Ahora nos encontramos en otra encrucijada, pero esta no es tecnológica, es una encrucijada social y económica. La crisis que estamos arrastrando desde 2009 y que todavía no sabemos cuando terminará no es una crisis más. Está cambiando nuestra sociedad, tanto que puede ser un antes y un después en lo que todavía llamamos capitalismo. Por eso, quizá todos los que están naciendo y han nacido en los últimos años podrían ser bautizados como los hijos de la crisis. Es posible que el mundo en el crezcan, el único que conozcan,  sea muy distinto al que nosotros llegamos a vivir.

Dicen los expertos que muchas cosas que ha cambiado esta crisis no tienen marcha atrás, nunca volverán. Que el crecimiento y la bonanza que vivió España entre los 80 y los primeros años del siglo XXI son un etapa irrepetible. Quizá quede como la etapa en la que mejor vivimos.  En los últimos años, por encima de nuestras posibilidades, pero no nos dimos cuenta o no nos quisimos dar cuenta.

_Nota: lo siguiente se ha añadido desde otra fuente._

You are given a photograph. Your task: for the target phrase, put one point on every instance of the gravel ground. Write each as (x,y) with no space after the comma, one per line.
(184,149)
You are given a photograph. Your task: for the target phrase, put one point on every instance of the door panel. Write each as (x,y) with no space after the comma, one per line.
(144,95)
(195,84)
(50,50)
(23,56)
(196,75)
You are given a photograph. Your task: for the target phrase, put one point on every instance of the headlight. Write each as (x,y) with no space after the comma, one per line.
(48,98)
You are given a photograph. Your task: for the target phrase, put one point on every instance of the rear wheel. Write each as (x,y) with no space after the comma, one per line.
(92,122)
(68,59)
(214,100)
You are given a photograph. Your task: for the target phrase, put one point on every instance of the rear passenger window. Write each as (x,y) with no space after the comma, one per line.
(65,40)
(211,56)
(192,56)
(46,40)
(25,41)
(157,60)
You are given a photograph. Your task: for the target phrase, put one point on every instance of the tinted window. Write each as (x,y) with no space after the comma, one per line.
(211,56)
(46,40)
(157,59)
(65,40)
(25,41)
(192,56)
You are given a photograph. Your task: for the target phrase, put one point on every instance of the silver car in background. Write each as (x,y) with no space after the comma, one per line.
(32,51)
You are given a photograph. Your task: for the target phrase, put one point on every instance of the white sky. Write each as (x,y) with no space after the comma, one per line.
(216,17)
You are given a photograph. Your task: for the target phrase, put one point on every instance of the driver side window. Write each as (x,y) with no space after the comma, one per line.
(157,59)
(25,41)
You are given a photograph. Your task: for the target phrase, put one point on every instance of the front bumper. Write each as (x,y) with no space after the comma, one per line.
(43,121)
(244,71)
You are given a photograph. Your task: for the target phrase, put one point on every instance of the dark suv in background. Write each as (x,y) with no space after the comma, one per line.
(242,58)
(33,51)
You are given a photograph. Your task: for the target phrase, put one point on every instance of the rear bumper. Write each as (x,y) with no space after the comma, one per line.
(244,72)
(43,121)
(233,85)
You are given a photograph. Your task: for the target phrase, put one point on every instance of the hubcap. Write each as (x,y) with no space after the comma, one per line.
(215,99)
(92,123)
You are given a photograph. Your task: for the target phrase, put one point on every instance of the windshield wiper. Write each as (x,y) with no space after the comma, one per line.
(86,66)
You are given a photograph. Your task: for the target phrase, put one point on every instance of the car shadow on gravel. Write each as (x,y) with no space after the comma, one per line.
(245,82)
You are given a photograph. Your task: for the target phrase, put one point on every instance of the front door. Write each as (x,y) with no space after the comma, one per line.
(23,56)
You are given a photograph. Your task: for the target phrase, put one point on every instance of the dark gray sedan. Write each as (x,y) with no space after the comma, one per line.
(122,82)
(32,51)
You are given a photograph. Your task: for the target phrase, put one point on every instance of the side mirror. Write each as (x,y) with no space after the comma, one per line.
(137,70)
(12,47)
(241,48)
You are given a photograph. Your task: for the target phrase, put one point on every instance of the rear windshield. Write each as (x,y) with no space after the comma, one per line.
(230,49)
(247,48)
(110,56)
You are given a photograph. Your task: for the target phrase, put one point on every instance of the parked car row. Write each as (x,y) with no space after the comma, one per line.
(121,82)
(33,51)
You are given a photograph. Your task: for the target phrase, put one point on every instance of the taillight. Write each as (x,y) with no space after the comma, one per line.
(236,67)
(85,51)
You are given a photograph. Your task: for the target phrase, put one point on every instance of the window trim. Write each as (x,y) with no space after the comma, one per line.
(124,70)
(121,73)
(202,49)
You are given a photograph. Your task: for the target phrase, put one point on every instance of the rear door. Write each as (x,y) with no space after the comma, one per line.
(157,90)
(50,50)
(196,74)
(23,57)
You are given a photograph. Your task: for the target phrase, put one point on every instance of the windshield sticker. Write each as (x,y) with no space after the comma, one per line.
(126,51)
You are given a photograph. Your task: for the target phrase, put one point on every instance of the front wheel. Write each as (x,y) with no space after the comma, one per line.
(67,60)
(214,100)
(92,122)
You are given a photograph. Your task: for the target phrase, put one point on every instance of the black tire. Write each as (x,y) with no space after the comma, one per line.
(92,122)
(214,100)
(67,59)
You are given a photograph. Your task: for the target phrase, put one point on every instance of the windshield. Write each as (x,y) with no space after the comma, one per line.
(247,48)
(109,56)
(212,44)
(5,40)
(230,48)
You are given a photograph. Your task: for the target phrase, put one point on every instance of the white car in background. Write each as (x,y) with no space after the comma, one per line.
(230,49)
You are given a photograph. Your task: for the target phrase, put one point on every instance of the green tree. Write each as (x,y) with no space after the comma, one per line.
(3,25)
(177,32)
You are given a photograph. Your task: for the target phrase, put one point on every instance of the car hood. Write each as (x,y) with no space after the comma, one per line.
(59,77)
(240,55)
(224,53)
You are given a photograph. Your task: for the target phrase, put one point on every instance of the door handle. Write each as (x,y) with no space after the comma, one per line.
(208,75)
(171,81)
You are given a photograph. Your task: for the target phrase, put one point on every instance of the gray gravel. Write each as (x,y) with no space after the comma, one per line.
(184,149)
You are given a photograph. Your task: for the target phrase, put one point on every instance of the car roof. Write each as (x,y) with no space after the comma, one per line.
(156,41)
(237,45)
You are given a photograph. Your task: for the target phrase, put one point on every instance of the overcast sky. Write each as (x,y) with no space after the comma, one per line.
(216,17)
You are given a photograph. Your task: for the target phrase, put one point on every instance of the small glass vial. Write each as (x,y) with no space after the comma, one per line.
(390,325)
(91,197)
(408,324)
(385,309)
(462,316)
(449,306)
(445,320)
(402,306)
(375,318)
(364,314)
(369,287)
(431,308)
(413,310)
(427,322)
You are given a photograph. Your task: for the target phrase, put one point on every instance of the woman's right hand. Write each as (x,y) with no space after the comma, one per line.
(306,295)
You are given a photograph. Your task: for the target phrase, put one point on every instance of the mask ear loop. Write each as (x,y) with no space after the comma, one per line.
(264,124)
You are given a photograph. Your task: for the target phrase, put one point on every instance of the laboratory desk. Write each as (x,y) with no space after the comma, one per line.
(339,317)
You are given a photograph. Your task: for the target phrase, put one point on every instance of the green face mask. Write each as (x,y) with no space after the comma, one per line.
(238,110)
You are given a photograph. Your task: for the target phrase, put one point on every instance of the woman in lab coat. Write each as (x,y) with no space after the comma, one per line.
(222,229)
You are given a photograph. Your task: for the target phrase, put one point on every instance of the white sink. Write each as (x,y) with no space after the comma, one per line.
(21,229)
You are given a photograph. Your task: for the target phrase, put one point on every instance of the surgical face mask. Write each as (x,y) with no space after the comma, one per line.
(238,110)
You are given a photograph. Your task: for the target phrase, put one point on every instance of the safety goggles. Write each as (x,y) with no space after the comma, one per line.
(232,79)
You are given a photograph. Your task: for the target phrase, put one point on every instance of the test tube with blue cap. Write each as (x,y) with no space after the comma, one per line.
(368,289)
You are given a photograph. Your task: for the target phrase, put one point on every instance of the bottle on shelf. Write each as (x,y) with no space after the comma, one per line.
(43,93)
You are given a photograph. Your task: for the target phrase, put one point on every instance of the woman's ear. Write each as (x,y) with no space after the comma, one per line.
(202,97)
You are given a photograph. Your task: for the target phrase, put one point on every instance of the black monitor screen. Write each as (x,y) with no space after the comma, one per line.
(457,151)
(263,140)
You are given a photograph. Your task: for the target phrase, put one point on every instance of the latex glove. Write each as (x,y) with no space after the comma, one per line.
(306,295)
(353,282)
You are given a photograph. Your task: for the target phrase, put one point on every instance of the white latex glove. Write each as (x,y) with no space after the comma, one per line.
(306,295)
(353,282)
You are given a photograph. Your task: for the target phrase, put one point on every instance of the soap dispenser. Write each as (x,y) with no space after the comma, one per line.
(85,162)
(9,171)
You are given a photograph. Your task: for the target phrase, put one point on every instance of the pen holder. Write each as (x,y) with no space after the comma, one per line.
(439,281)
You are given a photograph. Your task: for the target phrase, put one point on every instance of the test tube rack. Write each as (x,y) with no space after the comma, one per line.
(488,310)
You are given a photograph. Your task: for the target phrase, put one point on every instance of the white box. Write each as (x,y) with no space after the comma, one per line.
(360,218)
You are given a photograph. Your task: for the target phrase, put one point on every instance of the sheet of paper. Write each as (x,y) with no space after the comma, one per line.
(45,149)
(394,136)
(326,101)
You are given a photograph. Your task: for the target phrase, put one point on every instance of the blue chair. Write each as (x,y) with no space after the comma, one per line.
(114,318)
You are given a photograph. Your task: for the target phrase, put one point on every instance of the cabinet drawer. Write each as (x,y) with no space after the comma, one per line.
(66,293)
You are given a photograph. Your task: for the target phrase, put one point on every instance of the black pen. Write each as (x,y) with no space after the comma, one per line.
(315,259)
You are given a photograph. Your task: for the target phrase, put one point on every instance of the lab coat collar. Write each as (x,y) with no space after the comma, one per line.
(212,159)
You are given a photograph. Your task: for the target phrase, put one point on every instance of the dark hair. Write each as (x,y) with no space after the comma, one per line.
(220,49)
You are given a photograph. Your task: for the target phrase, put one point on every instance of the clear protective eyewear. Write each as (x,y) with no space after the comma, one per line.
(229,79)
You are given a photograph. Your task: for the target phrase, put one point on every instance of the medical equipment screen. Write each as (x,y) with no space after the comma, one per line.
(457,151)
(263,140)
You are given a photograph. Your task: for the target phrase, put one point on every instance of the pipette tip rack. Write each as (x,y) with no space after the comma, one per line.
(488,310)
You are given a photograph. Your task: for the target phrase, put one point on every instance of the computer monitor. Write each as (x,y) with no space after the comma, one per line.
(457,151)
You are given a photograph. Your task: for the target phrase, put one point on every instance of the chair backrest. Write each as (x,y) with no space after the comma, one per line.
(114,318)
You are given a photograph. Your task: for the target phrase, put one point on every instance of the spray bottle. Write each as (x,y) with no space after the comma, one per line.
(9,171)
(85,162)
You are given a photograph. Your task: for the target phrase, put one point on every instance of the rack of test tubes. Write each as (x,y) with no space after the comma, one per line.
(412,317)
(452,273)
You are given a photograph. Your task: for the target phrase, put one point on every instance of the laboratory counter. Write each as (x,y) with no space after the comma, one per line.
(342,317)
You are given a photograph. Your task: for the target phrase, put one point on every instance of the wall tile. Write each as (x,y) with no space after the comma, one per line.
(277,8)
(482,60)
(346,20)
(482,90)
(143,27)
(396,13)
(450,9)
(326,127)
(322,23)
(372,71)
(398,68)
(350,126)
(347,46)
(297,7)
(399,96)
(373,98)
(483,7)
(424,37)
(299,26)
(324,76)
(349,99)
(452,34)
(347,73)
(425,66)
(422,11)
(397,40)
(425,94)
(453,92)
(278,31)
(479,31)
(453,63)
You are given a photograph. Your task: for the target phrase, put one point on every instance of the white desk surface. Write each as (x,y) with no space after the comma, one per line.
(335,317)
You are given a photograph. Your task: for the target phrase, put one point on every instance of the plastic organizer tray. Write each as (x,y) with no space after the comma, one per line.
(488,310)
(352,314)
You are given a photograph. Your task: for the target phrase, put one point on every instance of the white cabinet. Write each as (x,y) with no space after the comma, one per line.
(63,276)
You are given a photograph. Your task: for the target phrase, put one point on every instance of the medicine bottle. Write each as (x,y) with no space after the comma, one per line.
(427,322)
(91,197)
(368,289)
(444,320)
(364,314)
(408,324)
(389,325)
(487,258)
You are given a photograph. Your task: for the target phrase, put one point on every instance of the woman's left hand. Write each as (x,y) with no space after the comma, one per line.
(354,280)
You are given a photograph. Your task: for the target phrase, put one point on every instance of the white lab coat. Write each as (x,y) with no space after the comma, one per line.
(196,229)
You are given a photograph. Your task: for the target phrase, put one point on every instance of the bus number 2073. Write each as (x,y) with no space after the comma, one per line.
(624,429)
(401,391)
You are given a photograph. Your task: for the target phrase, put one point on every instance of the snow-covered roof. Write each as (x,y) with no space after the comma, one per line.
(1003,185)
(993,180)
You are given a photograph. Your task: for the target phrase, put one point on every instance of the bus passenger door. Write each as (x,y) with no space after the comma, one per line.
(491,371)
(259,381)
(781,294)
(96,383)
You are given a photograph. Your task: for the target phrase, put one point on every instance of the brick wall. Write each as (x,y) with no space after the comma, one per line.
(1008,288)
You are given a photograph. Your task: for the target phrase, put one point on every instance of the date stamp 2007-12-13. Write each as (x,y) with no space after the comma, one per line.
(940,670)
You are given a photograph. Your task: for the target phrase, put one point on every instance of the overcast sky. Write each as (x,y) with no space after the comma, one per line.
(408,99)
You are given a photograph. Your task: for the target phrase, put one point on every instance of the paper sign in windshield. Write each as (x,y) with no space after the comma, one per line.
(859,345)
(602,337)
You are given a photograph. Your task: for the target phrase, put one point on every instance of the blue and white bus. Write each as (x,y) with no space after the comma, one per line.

Los hijos de la crisis quizá vean muy normal que los trabajos nunca duren toda la vida, que lo habitual sean los contratos precarios temporales.  Que no es difícil que te puedan despedir de un trabajo aunque lo hagas bien. Que las administraciones públicas nunca tienen demasiado dinero, lo justo para ir tirando. Que las decisiones importantes se toman lejos, en Bruselas. Que el banco nunca da más dinero del que puedas devolver y encima te exigirá serios avales. Que una vivienda no es un negocio y una inversión que nunca baja de precio. Que los soldadores o encofradores (o cualquier otro oficio de la construcción) no son profesionales con un enorme tren de vida cobrando mucho más que un licenciado universitario. Que España es el país más pobre de entre los más ricos, y el más rico entre los pobres.

Desde luego que habrá tiempos mejores que el que nos está tocando vivir. Saldremos de la crisis, seguro. Pero nunca volveremos a una etapa de bonanza y de gasto tan generalizada y enorme. Hubo una época en la que fuimos nuevos ricos. Ahora nuestros hijos, son los hijos de la crisis. Si nuestros abuelos nos contaban las historias de una postguerra en la que se pasaba mucho hambre… nosotros les contaremos como hubo un tiempo en el que todos tuvimos un fajo de billetes, más o menos grueso, pero para gastarlo sin pensar demasiado en el futuro.